I also thought it might be for the purpose of terrorizing the population, but again, you can terrorize the population by killing large numbers of people, and that would be a far faster and easier.

So who decided, and on what basis, that war-crime rape was a good use of time and resources and manpower from a military strategy point of view?

5 comments:

Fran said...

It was repeatedly stressed in my sociology courses that rape is not about sex to any significant degree.

It's much more a crime of power and control -- it's assault, degradation, humiliation, torture, etc.

A couple of times during my college years, there were reported rapes and the police warned that the alleged rapist probably was a student or ex-student who lived on or near campus. It turned out the person who was later charged and convicted was much older and not from campus, but the report that he was 'on the loose' did a pretty efficient job of terrorizing the population until he was arrested.

impudent strumpet said...

In terms of his own time and resource expenditure, it would still have been more efficient for him to just shoot people. Rape is more time-consuming than shooting a gun.

I guess whether it's worth doing as a tool of degradation/humilation depends on what the army sees as its primary mission. If their primary mission is to degrade and humiliate the oppressed population it might be a worthwhile use of their manpower. But isn't their primary mission to gain and hold control of more land and resources, i.e. marching around and taking stuff over and killing the opposing army? If that's what they're trying to do, it seems strategically unsound to devote so much manpower to systematic rape.

Fran said...

I think rape is seldom a systemic military strategy. Most people aren't rapists, even if they are ordered to do so. It is deviant behavior, even moreso than killing, I think. In a war situation, it is sometimes 'kill or be killed.' I don't think it's rape be raped very often.

Also, I think it's probably easier to 'take over stuff' when the population is frightened. I hope never to find out, but I can imagine thinking someone is going to come back and rape you is as bad or worse as thinking they're going to come back and kill you.

laura k said...

To terrorize and demoralize the population, to humiliate the male population who couldn't protect "their" women, to dominate, to show they "own" the population, that the population is under their control.

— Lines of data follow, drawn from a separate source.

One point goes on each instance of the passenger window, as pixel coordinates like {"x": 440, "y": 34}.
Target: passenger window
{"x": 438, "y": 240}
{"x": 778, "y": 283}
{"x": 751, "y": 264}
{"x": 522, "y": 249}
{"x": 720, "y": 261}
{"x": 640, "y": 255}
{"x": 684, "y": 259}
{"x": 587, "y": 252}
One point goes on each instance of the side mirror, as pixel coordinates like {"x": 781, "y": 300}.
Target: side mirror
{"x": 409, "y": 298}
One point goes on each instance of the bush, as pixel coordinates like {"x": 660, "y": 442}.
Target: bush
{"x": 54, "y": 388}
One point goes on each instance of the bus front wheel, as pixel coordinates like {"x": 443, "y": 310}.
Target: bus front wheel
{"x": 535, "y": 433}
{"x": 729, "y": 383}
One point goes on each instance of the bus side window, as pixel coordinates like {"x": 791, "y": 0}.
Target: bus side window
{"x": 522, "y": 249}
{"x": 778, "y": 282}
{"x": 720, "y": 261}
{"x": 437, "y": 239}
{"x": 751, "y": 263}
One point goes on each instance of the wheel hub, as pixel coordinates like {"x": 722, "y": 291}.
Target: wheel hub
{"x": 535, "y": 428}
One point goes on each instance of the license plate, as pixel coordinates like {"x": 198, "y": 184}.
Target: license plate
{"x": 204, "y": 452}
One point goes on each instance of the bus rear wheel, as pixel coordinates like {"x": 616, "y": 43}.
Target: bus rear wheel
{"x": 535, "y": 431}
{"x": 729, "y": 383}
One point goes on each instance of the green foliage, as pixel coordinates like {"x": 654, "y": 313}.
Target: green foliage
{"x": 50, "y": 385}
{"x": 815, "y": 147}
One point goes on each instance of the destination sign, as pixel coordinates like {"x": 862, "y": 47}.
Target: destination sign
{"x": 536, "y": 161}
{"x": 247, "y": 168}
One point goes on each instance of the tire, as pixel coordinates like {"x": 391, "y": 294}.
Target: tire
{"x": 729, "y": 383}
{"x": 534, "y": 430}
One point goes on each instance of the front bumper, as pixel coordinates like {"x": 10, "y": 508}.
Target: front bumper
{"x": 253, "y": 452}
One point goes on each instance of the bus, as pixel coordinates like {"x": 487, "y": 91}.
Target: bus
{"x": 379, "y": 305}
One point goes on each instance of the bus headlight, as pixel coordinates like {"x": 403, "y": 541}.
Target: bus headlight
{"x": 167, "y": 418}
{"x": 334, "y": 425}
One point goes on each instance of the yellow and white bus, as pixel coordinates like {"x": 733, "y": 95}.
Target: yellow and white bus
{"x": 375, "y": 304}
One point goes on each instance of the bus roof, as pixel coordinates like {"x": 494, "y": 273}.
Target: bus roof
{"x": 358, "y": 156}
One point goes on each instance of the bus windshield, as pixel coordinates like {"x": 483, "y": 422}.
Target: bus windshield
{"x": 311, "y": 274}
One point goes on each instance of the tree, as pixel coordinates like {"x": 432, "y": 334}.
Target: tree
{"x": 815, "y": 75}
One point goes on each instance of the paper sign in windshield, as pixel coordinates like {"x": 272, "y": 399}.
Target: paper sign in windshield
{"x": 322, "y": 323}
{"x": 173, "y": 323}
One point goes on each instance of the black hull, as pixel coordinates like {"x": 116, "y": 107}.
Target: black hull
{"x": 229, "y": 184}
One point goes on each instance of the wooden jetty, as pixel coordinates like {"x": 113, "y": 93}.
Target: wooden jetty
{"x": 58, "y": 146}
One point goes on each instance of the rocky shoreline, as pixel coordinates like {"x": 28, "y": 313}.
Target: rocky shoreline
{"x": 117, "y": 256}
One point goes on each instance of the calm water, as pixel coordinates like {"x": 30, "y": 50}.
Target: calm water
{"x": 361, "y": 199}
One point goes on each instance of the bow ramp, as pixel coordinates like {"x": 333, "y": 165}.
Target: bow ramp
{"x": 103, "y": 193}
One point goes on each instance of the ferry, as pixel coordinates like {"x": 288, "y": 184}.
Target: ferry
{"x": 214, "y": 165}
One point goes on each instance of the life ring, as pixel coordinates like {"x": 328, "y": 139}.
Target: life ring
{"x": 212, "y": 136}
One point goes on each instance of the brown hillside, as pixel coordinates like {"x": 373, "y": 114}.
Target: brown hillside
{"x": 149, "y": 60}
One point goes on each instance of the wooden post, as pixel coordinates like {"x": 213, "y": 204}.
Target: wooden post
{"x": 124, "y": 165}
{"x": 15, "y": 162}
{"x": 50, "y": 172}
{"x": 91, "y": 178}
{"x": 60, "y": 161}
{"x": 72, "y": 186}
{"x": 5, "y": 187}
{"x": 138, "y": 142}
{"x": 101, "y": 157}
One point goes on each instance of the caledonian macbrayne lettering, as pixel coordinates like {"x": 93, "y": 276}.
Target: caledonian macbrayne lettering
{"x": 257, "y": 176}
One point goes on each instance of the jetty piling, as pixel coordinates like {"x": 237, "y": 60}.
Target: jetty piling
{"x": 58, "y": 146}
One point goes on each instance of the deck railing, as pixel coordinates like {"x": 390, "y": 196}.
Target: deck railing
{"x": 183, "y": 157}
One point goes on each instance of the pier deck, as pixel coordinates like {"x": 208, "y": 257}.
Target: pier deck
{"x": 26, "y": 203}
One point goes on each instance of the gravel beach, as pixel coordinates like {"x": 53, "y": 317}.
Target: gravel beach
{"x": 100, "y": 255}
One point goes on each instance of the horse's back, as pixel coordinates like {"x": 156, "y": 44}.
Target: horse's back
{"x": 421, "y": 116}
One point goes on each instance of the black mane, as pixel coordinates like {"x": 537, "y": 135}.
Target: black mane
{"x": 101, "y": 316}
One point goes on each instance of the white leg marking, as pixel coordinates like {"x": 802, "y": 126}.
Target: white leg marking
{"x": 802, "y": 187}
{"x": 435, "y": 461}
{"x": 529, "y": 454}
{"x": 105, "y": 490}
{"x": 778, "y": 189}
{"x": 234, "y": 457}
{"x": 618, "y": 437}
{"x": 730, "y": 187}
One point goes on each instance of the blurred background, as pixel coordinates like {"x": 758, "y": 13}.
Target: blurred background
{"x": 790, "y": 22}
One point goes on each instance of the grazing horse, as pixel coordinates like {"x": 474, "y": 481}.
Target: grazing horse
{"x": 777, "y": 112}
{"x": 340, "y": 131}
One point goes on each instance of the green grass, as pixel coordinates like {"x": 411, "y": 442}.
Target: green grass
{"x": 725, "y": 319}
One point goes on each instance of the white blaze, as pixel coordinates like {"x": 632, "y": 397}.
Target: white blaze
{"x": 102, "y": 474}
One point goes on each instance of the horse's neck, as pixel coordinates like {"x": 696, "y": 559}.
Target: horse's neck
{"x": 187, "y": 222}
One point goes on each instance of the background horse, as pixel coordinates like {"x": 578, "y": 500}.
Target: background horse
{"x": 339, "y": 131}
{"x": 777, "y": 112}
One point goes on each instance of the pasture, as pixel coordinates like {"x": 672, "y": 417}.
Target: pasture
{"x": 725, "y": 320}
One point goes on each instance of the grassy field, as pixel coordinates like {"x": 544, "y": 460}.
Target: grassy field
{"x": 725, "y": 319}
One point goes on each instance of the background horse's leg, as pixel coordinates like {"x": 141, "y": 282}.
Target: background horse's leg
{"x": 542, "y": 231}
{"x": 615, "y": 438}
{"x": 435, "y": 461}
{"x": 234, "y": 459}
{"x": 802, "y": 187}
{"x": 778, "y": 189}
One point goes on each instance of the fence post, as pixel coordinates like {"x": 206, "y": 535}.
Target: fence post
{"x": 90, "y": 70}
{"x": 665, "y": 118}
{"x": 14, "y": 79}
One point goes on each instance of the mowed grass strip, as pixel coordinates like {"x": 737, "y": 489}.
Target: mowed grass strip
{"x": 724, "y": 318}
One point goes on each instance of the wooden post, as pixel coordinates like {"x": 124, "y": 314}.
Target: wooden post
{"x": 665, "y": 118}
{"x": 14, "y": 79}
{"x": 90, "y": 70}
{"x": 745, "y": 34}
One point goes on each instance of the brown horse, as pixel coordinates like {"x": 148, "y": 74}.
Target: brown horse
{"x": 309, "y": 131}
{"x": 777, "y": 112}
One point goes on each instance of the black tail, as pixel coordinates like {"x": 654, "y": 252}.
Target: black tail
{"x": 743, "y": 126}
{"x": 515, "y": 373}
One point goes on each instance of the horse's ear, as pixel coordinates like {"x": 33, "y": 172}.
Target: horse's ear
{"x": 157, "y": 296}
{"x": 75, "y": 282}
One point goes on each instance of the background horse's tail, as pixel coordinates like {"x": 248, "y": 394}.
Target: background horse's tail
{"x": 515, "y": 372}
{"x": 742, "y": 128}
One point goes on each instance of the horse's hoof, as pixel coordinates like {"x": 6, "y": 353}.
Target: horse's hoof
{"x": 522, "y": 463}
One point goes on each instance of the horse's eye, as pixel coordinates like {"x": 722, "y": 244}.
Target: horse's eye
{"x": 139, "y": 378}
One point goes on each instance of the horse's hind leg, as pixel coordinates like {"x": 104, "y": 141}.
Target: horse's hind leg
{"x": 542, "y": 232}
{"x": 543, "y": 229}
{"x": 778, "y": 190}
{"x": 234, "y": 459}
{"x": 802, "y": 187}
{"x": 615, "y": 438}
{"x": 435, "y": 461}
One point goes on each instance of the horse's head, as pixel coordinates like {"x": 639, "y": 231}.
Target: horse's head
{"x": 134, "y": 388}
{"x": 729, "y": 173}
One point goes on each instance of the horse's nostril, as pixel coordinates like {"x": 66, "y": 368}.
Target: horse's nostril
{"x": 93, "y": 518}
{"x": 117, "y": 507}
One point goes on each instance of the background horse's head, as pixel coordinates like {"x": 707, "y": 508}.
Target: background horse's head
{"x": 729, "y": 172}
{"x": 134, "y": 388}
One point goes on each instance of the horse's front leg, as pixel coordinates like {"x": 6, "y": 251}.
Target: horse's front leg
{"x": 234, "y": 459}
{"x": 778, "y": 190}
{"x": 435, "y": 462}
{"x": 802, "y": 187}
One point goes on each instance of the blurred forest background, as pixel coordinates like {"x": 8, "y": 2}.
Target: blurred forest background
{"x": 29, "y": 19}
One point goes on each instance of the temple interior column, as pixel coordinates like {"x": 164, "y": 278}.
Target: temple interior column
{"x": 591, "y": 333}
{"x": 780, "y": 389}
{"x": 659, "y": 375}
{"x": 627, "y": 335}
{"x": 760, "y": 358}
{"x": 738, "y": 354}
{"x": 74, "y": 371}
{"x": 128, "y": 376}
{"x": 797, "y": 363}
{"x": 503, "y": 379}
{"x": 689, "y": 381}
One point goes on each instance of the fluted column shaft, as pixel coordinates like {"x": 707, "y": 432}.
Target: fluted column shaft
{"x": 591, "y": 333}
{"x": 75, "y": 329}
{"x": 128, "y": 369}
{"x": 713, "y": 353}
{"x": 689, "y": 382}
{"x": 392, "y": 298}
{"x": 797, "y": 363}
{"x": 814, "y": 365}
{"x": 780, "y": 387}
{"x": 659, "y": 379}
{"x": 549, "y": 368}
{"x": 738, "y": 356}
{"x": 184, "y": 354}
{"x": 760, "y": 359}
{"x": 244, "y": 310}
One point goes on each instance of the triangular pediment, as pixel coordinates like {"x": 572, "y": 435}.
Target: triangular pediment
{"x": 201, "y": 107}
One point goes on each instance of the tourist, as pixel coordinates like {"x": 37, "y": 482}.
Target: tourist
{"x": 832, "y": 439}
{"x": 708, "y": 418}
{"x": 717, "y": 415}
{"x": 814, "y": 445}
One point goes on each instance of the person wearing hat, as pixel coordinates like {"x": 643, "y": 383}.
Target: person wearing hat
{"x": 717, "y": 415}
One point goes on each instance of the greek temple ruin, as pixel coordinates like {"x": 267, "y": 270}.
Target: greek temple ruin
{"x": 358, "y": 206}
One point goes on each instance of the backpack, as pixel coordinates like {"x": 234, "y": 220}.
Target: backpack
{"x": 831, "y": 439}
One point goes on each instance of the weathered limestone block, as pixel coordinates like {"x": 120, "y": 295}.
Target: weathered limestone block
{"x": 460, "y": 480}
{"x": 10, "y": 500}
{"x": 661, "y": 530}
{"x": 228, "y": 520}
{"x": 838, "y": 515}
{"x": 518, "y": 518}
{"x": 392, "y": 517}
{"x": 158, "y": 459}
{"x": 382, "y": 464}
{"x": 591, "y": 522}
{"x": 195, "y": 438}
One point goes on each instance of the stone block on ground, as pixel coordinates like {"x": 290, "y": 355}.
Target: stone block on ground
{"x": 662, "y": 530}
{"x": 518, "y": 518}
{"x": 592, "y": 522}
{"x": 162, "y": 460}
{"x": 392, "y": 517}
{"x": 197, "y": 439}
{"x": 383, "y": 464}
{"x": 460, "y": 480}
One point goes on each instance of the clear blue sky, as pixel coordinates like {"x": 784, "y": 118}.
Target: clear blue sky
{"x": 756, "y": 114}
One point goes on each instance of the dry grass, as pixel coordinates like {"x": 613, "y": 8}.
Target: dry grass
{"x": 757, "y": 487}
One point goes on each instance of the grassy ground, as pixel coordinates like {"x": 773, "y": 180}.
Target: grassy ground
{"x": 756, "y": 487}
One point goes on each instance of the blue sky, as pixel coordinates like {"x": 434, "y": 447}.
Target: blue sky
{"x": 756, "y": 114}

You can think of it as sexual vandalism - wreck the house, loot the contents, rape the women. You can also think of it as using sex as a weapon of violence.

To know more about this, I recommend the chapter on rape in war in Susan Brownmiller's "Against Our Will".

Like Fran says, it has nothing to do with sex.

I think rape is seldom a systemic military strategy.

This is incorrect, unfortunately. Mass rapes in war time have been very common, and they've been premeditated attacks.

laura k said...

Another thought.

I also thought it might be for the purpose of terrorizing the population, but again, you can terrorize the population by killing large numbers of people, and that would be a far faster and easier.

In some sense, mass rapes terrorize the population even more than mass killing, because the victims live on to remember the terror, as well as often becoming compliant (because they are depressed, beaten). Killing men and raping women would seem like the perfect combo for terror.

Sometimes mass rapes also tie into cultural taboos. In cultures where a raped women is shunned or disowned, the rape may be worse than death. In Bosnia, soldiers tried to impregnate Muslim women with "Christian sperm". So there were additional levels of horror going on.